Post by unlawflcombatnt on Oct 9, 2007 2:11:18 GMT -6
More on the overstated jobs number, from Floyd Norris's blog at the New York Times:
Assuming Jobs
10/5/07
"The employment report is being hailed as good news, proof that the economy is stronger than it appeared after last month’s bad report.
Well, maybe.
As reported, the last 6 months have seen an average job gain of 112,000 — the lowest such figure for any 6-month period in 3 1/2 years. But that is probably overstated.
The most interesting part of the report to me is that the government now thinks it overstated job growth in the year through March 2007 by 297,000 jobs. It will later restate those months.
The employment numbers come from a survey of employers, but the numbers put out by the government are not what the survey found. Instead, the statisticians add a fudge factor, to account for jobs created by new companies that the government does not know about, less those lost when employers went out of business and did not respond to the survey.
In the 12 months through March, that fudge factor added 1,073,000 jobs to the total reported. The government now thinks that about a 1/4 of those jobs did not exist. Chances are that most of the overstatement came in the later months of that period, as the economy began to weaken, and that it is continuing now.
Since March, the fudge factor has added 839,000 jobs to the total. And the total increase it has reported, before seasonal adjustment, is 1,709,000. What all this means is that a significant part of the employment gains this year came from the fudge factor, or the birth-death model, as the government prefers to call it.
Of those 839,000 jobs added, 150,000 were in the construction industry. Anybody want to bet that the number of jobs created by new construction companies, less those lost from failed builders, is that high? Anybody want to bet it is positive?
Comparing pre-seasonal adjustment figures to figures after adjustment is risky, and the fudge numbers are not available on a seasonally adjusted basis. But it is worth noting that, after seasonal adjustment, the government thinks that over the last six months the economy has added 671,000 jobs — fewer than the fudge factor has added before the adjustment.
The bottom line is this: Job growth this year is mediocre if you accept the figures as reported. But we have good reason to think they are overstated, and will be revised lower at some point.
Today’s figures were better than many expected, but they do not indicate a strong economy, and they should not provide a reason for the Federal Reserve to conclude all is well with the economy."
Assuming Jobs
10/5/07
"The employment report is being hailed as good news, proof that the economy is stronger than it appeared after last month’s bad report.
Well, maybe.
As reported, the last 6 months have seen an average job gain of 112,000 — the lowest such figure for any 6-month period in 3 1/2 years. But that is probably overstated.
The most interesting part of the report to me is that the government now thinks it overstated job growth in the year through March 2007 by 297,000 jobs. It will later restate those months.

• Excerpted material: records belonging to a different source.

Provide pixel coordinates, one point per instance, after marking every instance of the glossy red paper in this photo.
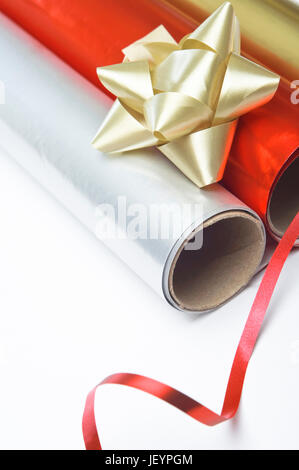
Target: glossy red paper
(92, 33)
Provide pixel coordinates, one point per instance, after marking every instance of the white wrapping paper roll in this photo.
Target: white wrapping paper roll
(47, 122)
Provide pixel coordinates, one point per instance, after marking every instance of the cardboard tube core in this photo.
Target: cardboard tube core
(232, 248)
(284, 200)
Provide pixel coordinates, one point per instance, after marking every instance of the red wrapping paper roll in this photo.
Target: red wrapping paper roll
(263, 167)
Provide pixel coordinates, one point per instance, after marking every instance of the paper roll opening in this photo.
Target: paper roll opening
(284, 200)
(232, 249)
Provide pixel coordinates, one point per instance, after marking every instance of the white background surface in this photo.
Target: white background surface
(72, 313)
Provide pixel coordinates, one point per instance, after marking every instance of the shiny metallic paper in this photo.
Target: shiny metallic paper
(46, 123)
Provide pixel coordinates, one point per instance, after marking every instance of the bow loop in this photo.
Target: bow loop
(184, 98)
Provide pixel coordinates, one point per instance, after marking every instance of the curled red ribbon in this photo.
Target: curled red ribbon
(238, 371)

The employment numbers come from a survey of employers, but the numbers put out by the government are not what the survey found. Instead, the statisticians add a fudge factor, to account for jobs created by new companies that the government does not know about, less those lost when employers went out of business and did not respond to the survey.
In the 12 months through March, that fudge factor added 1,073,000 jobs to the total reported. The government now thinks that about a 1/4 of those jobs did not exist. Chances are that most of the overstatement came in the later months of that period, as the economy began to weaken, and that it is continuing now.
Since March, the fudge factor has added 839,000 jobs to the total. And the total increase it has reported, before seasonal adjustment, is 1,709,000. What all this means is that a significant part of the employment gains this year came from the fudge factor, or the birth-death model, as the government prefers to call it.
Of those 839,000 jobs added, 150,000 were in the construction industry. Anybody want to bet that the number of jobs created by new construction companies, less those lost from failed builders, is that high? Anybody want to bet it is positive?
Comparing pre-seasonal adjustment figures to figures after adjustment is risky, and the fudge numbers are not available on a seasonally adjusted basis. But it is worth noting that, after seasonal adjustment, the government thinks that over the last six months the economy has added 671,000 jobs — fewer than the fudge factor has added before the adjustment.
The bottom line is this: Job growth this year is mediocre if you accept the figures as reported. But we have good reason to think they are overstated, and will be revised lower at some point.
Today’s figures were better than many expected, but they do not indicate a strong economy, and they should not provide a reason for the Federal Reserve to conclude all is well with the economy."